Germany's 10-year Bund yield hit a new record low on Friday and was within a hair's breadth of zero, as worries about global growth and political risks ensured a bullish tone for safe-haven debt markets across the globe. As Bund yields took a step closer to negative territory, Germany's 30-year yield hit its lowest level in over a year.
There has been little let-up in the downward march in yields across the world this week as a host of factors drive investors into fixed income. These include uncertainty about the outcome of Britain's June 23 referendum on European Union membership and a scaling back of US interest rate expectations following dismal US jobs numbers a week ago. European stock markets fell more than 2 percent, fuelling demand for bonds. Ten-year yields in Germany, Japan, Switzerland and the UK all struck record lows on Friday, while US Treasury yields hit their lowest level in more than three months.
German Bund yields - the benchmark for borrowing costs across the euro zone - have fallen almost 10 basis points in little over a week to as low as 0.010 percent. German 30-year yields are down about 20 basis points in the past week, falling to 0.57 percent on Friday. "Ten-year Bund yields could be negative very soon," said Ciaran O'Hagan, strategist at Societe Generale.
Adjusted for inflation, which is at 0.1 percent in Germany, 10-year yields are marginally negative at minus 0.08 percent. German bonds with a maturity out to nine years already have a yield below zero, which means investors are willing to pay to hold them instead of being paid. Both the European Central Bank and Bank of Japan have taken official interest rates into negative territory, helping send a wave of government bond yields below zero. According to the Fitch Ratings agency, just over $10 trillion of sovereign bonds globally had yields below zero in May. The ECB added to the mix this week by starting to buy corporate bonds as part of its asset purchase scheme.
German bond yields out to five years are below the ECB's minus 0.4 percent deposit rate, which means the bonds are ineligible for the central bank's bond-buying scheme. "Who would have thought that possible even a year ago, investors would pay governments to own their debt?" said Michael Hewson, chief market analyst at CMC Markets. In a tweet on Thursday, Janus Capital's Bill Gross warned the pile of negative-yielding bonds was a "supernova that will explode one day".

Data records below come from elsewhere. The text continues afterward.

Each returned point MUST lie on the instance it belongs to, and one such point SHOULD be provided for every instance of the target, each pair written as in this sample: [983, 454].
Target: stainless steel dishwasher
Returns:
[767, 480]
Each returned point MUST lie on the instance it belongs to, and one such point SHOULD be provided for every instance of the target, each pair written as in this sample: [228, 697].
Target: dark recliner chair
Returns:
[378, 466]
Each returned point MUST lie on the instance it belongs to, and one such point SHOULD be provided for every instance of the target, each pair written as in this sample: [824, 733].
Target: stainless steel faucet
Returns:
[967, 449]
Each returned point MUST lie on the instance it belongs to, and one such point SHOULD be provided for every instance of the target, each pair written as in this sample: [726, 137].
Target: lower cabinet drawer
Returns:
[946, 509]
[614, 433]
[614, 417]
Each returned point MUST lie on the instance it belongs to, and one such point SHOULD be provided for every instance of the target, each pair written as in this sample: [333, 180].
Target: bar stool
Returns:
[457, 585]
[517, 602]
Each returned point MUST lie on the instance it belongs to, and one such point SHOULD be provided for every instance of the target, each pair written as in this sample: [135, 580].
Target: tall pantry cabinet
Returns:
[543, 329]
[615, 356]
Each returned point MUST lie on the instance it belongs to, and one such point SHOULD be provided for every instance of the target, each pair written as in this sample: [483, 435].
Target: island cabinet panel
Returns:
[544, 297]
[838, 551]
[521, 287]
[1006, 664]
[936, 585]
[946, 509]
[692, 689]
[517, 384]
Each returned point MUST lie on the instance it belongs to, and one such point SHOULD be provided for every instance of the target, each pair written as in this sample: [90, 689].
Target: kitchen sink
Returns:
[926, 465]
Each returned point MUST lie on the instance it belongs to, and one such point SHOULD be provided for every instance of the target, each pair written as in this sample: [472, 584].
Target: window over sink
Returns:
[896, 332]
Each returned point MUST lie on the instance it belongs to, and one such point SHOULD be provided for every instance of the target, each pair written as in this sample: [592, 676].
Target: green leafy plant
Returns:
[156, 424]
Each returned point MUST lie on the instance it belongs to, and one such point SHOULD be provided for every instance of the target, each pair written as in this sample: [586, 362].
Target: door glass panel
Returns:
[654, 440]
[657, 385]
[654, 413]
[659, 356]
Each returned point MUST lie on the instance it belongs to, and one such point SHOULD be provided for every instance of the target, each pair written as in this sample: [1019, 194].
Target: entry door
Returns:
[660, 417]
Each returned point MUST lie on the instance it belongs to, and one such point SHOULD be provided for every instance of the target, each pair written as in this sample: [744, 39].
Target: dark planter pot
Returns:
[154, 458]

Even a small rise in yields could hurt investors. When Bund yields fell to 0.05 percent in April 2015, a blip in inflation sparked a jump to just over 1 percent by mid-June in one of the biggest Bund routs in history. Other analysts say there are valid reasons for the renewed fall in yields. Naeem Aslam, chief market analyst at Think Forex, said that while investors were wary, with Bund yields so close to negative territory, "they are still ready and interested to go with it". Worries about global growth also weighed on inflation expectations. The five-year, five-year breakeven forward, the ECB's favoured gauge of long-term inflation expectations, fell below 1.40 percent to its lowest since March.